Он высказывает своему учителю Мейерхольду только один упрек: обращаясь к нему с какими-то вопросами о «тайнах» (выражение Эйзенштейна) искусства режиссу­ры, он наталкивается на насмешливую улыбку...

Дело тут, как мне кажется, вовсе не в том, что Мейер­хольд жречески сохранял какие-то главные «тайны ремес­ла» для одного себя, как это можно понять из коммента­риев Эйзенштейна, а в разности их натур. Высокомудрый интеллектуал Эйзенштейн, мне кажется, несколько наив­но, а вернее, чересчур догматично относился к тому, что он сам называл «тайнами» ремесла или мастерства. Он верил в абсолютные теоретические законы поэтики, в непогреши­мые секреты искусства режиссуры. Но сама концепция «мастерства» у Мейерхольда была гораздо шире, как шире была его индивидуальность по сравнению с индивидуаль­ностью ученика и даже такого, как Сергей Эйзен­штейн. Эйзенштейн верил в правила и рецепты, остроумно и тонко определяя их и блестяще формулируя. Мейер­хольд в них мало верил, и чем дальше, тем меньше. У него всегда над «правилами», «секретами» и тем, что он называл «азбучными истинами», торжествовал приори­тет бесконечно богатого и разнообразного вкуса и вечно ищущей острой мысли, знающей бесчисленные варианты своего выражения. Однажды Мейерхольд сказал: «Я могу добиться одного и того же, и подняв и посадив актера...» Он обладал виртуозным умением использовать свое огром­ное знание композиционных, пластических, музыкальных, ритмических, эмоционально-психологических закономер­ностей в искусстве, знание настолько глубокое, что оно в какой-то мере уже стало бессознательным. Для пользова­ния всем этим богатством ему вовсе не нужно было все время держать в голове его опись. Как говорят музы­канты, его мастерство находилось в кончиках пальцев. Он был, во-первых, -вторых и -третьих — художник, а теоре­тик — только «постольку-поскольку», а Эйзенштейн — на­оборот: мне кажется, в нем теоретик главенствовал. Из них двоих Моцартом был учитель. Вся художественная прак­тика Мейерхольда — отрицание некоей всеобщей, универ­сальной системы создания спектакля, «отмычки», равно годной для всех замков; Эйзенштейн же явно тяготел к созданию такой теории. И, разумеется, вопрос ученика Эйзенштейна о «тайнах» ремесла мог у учителя Мейер­хольда вызвать недоумение или настроить его насмешливо. Один сотоварищ Эйзенштейна по ГВЫРМу, хорошо помня­щий его юность и знавший его зрелым мастером, называл его «мистиком теории».

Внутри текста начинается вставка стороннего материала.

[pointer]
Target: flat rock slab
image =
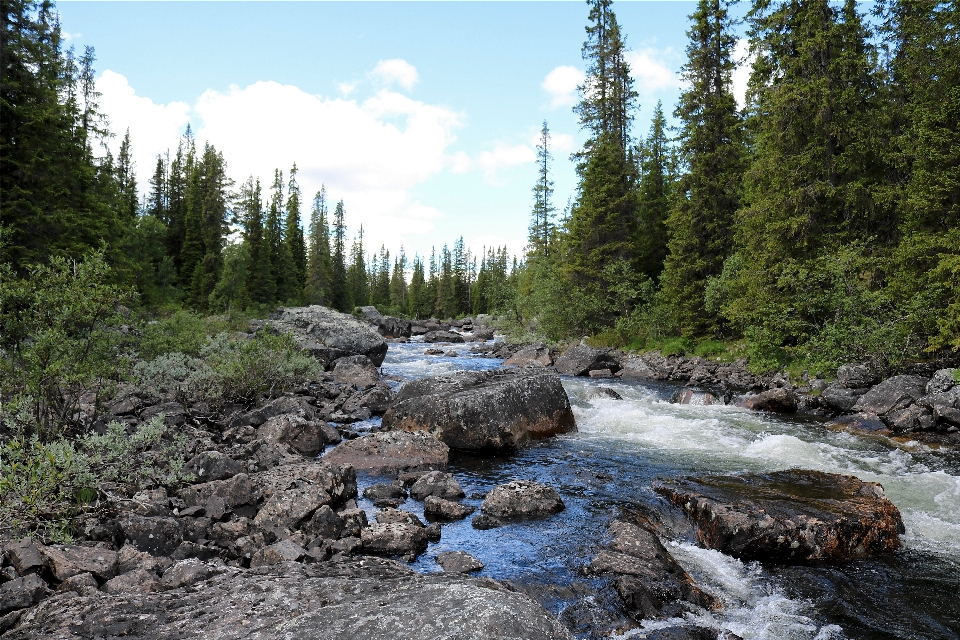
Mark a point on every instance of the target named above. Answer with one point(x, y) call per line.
point(484, 410)
point(795, 516)
point(357, 598)
point(391, 452)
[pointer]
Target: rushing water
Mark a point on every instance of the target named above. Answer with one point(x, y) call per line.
point(605, 469)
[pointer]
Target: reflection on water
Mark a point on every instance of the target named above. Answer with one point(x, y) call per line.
point(606, 468)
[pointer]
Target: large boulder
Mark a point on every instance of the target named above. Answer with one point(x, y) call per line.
point(484, 410)
point(581, 359)
point(337, 600)
point(391, 452)
point(328, 334)
point(794, 516)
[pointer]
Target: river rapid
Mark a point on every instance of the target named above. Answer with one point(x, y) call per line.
point(605, 469)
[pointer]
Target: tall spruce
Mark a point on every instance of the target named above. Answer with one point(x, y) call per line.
point(700, 222)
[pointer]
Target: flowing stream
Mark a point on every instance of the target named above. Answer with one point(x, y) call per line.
point(605, 469)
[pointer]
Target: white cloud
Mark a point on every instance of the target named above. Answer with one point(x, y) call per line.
point(396, 71)
point(154, 128)
point(561, 84)
point(371, 153)
point(651, 72)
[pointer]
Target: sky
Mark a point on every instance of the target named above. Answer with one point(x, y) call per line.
point(421, 116)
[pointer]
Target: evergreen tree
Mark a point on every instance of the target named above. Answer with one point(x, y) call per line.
point(701, 219)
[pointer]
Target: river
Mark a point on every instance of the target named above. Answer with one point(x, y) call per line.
point(605, 469)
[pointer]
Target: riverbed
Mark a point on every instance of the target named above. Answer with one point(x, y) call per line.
point(605, 469)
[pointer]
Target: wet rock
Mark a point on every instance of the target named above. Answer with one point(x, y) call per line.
point(458, 562)
point(650, 582)
point(436, 483)
point(521, 499)
point(391, 452)
point(393, 539)
point(892, 394)
point(794, 516)
point(773, 400)
point(534, 355)
point(442, 336)
point(484, 410)
point(581, 359)
point(66, 561)
point(356, 370)
point(212, 465)
point(440, 509)
point(24, 592)
point(157, 536)
point(328, 334)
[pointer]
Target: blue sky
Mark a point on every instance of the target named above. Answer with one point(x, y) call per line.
point(421, 116)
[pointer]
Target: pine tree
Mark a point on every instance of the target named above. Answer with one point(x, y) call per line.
point(701, 219)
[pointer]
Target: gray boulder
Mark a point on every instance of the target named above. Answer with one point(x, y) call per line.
point(328, 334)
point(484, 410)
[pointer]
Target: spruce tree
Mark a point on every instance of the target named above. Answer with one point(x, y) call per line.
point(701, 220)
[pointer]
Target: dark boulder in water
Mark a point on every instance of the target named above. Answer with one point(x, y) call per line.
point(794, 516)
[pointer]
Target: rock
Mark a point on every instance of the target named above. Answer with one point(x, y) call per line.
point(278, 553)
point(893, 393)
point(537, 355)
point(136, 581)
point(580, 360)
point(66, 561)
point(442, 336)
point(793, 516)
point(483, 410)
point(342, 599)
point(185, 574)
point(212, 465)
point(436, 483)
point(521, 498)
point(157, 536)
point(840, 398)
point(458, 562)
point(391, 452)
point(328, 334)
point(356, 370)
point(24, 592)
point(440, 509)
point(25, 556)
point(393, 539)
point(773, 400)
point(650, 582)
point(855, 376)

Рассказывая об опыте отношений с Мейерхольдом, в другом отрывке воспоминаний Эйзенштейн ищет параллели своего юношеского конфликта с учителем и конфликта Мейерхольда со Станиславским. «Но в те долгие годы, когда, уже давно пережив собственную травму, я примирился с ним и снова дружил, неизменно казалось, что в обращении с учениками и последователями он снова и снова повторно играет собственную травму разрыва со своим собственным первым учителем... как бы ища оправдания и дополнения к тому, что в собственной его юности совершалось без всякого злого умысла со стороны «отца», а принадлежало лишь творческой независимости духа «прегордого сына».

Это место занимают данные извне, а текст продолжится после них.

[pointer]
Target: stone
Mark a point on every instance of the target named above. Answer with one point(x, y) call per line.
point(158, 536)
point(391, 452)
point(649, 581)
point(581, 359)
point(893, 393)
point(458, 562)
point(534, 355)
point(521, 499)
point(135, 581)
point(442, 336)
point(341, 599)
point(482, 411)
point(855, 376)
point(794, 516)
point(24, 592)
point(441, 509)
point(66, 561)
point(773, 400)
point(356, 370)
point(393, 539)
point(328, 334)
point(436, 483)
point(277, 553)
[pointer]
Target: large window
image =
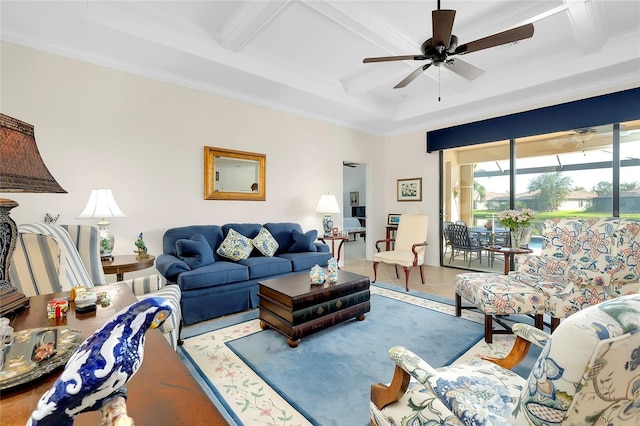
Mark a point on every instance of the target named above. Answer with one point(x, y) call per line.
point(593, 171)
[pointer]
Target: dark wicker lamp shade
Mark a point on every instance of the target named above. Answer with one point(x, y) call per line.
point(21, 170)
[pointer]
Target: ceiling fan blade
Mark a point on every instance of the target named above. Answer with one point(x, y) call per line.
point(442, 22)
point(463, 69)
point(395, 58)
point(505, 37)
point(408, 79)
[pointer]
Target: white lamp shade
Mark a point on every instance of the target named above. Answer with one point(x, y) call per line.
point(328, 204)
point(101, 205)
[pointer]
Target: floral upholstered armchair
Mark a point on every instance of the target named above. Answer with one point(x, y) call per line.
point(583, 262)
point(588, 373)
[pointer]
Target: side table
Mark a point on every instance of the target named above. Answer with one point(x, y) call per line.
point(127, 263)
point(333, 240)
point(508, 254)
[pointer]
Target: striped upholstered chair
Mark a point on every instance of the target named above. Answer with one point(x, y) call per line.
point(52, 258)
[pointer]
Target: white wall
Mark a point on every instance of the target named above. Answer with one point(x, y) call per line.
point(98, 127)
point(412, 161)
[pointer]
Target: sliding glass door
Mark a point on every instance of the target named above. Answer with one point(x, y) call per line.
point(592, 171)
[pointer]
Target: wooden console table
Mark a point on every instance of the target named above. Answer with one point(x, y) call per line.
point(333, 239)
point(162, 391)
point(128, 263)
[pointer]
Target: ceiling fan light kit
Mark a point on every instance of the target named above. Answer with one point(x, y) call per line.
point(444, 44)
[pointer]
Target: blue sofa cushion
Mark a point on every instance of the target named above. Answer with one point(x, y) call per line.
point(249, 230)
point(305, 261)
point(303, 241)
point(265, 243)
point(216, 274)
point(195, 251)
point(212, 233)
point(282, 233)
point(235, 246)
point(263, 267)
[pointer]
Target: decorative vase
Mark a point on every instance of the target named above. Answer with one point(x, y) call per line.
point(515, 238)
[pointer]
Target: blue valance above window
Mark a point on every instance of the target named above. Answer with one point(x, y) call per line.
point(605, 109)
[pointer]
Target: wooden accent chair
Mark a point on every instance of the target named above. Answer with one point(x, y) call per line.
point(587, 373)
point(408, 249)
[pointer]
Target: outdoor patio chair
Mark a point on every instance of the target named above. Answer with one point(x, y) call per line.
point(461, 241)
point(408, 250)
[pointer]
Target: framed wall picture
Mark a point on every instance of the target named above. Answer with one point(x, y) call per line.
point(410, 189)
point(393, 219)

Впервые я услышал рассказ С. М. Эйзенштейна об его сложных отношениях с Мейерхольдом еще в начале 1936 года. Группа молодых актеров, ушедшая от Н. П. Хме­лева, предложила С. М. Эйзенштейну организовать театр под его руководством. Посредниками в этих переговорах были П. В. Вильямс и В. Я. Шебалин. Кажется, Вильямсу и принадлежала инициатива привлечения Эйзенштейна. Я в этих переговорах представлял бывших хмелевцев. Дело было за обедом у Вильямсов. Присутствовал и Шеба­лин. Эйзенштейн отнесся к этому непонятно — и ирони­чески и заинтересованно. Он не отказался, вернее, согла­сился; но отложил свое участие в работе молодого театра до окончания им фильма «Бежин луг», съемки которого были в разгаре. Разумеется, ничего из всего этого не вышло и выйти не могло. И вот в этом разговоре, узнав, что я «мейерхольдовец» и не собираюсь уходить из ГосТИМа, Эйзенштейн весело нарисовал яркую картину моего буду­щего изгнания оттуда. Я возразил ему, сославшись на письменное разрешение В. Э. на «совместительство». У Эйзенштейна глаза заблестели еще веселее. Он сказал, что единственное, чему он еще может завидовать в жизни, так это молодой наивности, если она, конечно, не пере­ходит той роковой грани, за которой она уже не наив ность, а нечто иное... Я проглотил шпильку, предчув­ствуя интересный рассказ, и он был нам подарен. В живой импровизации он показался мне более ироничным и ко­мически-гротесковым, чем то, что записал ровно через де­сять лет С. М. в своих мемуарах патетично и лирично. Если бы Эйзенштейн прожил дольше и написал бы свои воспоминания, предположим в 1956 году, тональность их была бы тоже иной: это необходимо учитывать, оценивая изложенные в них факты. Факты, конечно, не меняются от времени рассказа о них, но отношение к ним рассказ­чика меняется, и иногда очень резко.

Один критик писал когда-то: «Мейерхольд не счастлив в своих учениках». Я уверен, что будущие биографы Мейерхольда не будут так пессимистичны. История часто пересматривает торопливые выводы современников.

Не стоит снова перечислять множество имен режиссе­ров, актеров, художников, музыкантов и литераторов, которые в своей юности прошли через руки Мейерхоль­да: этот список будет гораздо большим, чем можно предположить.

Все ли они вправе считать себя его учениками? Пре­доставим решать это им самим.

Я хотел бы суметь рассказать, как однажды пара­доксально и выразительно В. Э. реагировал на сообщение о поданном актером X. заявлении об уходе из театра. «Пусть уходит,— сказал Мейерхольд, после того как выслушал ассистентов, объяснявших ему, какие сразу воз­никнут трудности: ушедшего было нелегко заменить.— Пусть уходит...— Он приподнял правую полу пиджака.— Сколько уж их прошло тут...» — И он загребающими движениями левой ладони показал, сколько их проходило через него. Он замолчал, а левая рука все еще металась над полой пиджака.

Очень это было наглядно: точно мы все увидели, сколь­ко их было. Кто знал Мейерхольда, представит, как он это показал, а описать словами трудно...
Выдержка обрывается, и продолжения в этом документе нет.